GSEA enrichment analysis of TCGA data on gene sets and pathways associated with low (A) or high (B) TPT1 expression in cervical cancer. The horizontal bar, gradient-filled from red to blue, represents where genes in each gene set appear in the ranked list of genes. Genes on the left side (red) correlate most strongly with the phenotype. The vertical black lines represent the running enrichment scores as the projection of individual genes onto the horizontal ranked gene list. The bottom ranking matric in gray, moving from above zero (positively correlated) to below zero (negatively correlated), measures a gene’s correlation with the phenotype profile. Statistical variables of GSEA analysis are displayed in each image. ES, enrichment score for the gene set, reflecting the degree to which this gene set is over-represented at the peak (furthest from 0.0) of the entire ranked list of genes; p-value, statistical assessment of the significance against null distribution; NES, normalized enrichment score calculated by adjusting ES for gene set size or multiple hypothesis testing across analyzed gene sets; FDR (false discovery rate q-value), the estimated probability that a given NES represents a false positive finding. p < 0.05 and FDR < 0.25 were considered statistically significant.

FIGURE 4

STRING PPI network analyses of functional connections of TPT1 with key proteins of PI3K/AKT/mTOR signaling, apoptosis, and EMT pathways. Line thickness indicates the strength of data support, and circles in different colors represent individual proteins with the abbreviated name. The number above each line is the combined association score that indicates a probability of the existence of a real functional association between assigned proteins, calculated from online sources of textmining, experiments, and databases.

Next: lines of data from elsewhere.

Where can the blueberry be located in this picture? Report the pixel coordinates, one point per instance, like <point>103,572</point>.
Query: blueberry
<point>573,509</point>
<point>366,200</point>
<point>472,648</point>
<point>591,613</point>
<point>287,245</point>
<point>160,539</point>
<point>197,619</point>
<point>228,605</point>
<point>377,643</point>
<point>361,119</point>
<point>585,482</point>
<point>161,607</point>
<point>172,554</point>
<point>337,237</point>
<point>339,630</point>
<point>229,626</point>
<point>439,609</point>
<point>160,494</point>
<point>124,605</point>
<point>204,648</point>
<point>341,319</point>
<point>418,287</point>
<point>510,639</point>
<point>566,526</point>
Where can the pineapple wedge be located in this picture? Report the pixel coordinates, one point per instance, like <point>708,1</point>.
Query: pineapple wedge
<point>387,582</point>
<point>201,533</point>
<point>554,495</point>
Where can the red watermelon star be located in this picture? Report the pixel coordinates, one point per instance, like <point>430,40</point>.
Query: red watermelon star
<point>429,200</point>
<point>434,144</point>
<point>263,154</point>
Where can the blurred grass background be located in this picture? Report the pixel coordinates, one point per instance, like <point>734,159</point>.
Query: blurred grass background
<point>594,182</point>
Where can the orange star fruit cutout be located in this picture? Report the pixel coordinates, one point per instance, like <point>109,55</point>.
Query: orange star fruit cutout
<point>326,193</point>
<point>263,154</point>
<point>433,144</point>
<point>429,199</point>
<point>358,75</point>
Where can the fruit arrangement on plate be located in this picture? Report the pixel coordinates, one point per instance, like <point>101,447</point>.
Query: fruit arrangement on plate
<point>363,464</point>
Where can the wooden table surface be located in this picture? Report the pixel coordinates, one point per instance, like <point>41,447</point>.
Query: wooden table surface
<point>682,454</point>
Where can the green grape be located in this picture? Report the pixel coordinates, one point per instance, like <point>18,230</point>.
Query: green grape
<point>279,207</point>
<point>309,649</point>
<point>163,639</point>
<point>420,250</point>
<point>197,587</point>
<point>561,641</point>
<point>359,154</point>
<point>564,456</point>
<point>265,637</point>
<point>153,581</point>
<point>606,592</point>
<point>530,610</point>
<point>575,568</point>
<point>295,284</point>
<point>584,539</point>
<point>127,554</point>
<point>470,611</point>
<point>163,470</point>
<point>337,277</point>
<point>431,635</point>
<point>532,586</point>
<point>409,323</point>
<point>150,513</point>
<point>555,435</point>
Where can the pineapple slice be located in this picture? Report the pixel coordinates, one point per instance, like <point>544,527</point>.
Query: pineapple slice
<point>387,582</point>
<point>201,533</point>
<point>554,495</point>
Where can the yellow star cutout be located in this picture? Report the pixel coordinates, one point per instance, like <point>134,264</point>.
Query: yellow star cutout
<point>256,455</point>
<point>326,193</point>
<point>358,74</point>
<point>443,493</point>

The threshold of the confidence score was set at 0.7 (high).

FIGURE 5

Identification of key proteins involved in PI3K/AKT/mTOR pathway over-activation, apoptosis suppression, EMT, and p53 degradation in cancerous tissues of cervical cancer patients, in comparison with the paracancerous tissues. (A) WB images that are representative of all samples tested. (B) Densitometry quantification of the WB results from the experiment performed in A. The ratio of BAX:BCL2 is calculated to highlight the apoptosis activity. *p < 0.05. **p < 0.01. *** p < 0.001.

FIGURE 6

Identification of proteins involved in PI3K/AKT/mTOR pathway over-activation, apoptosis suppression, and EMT in cervical carcinoma cell lines SiHa and HeLa, in comparison with the non-malignant cervical epithelial cell line HCerEpic. (A) WB images that are representative of all replicates of the experiment. (B) Densitometry quantification of the WB results from the experiment performed in A. The ratio of BAX:BCL2 is calculated to highlight the apoptosis activity. *p < 0.05. **p < 0.01. ***p < 0.001.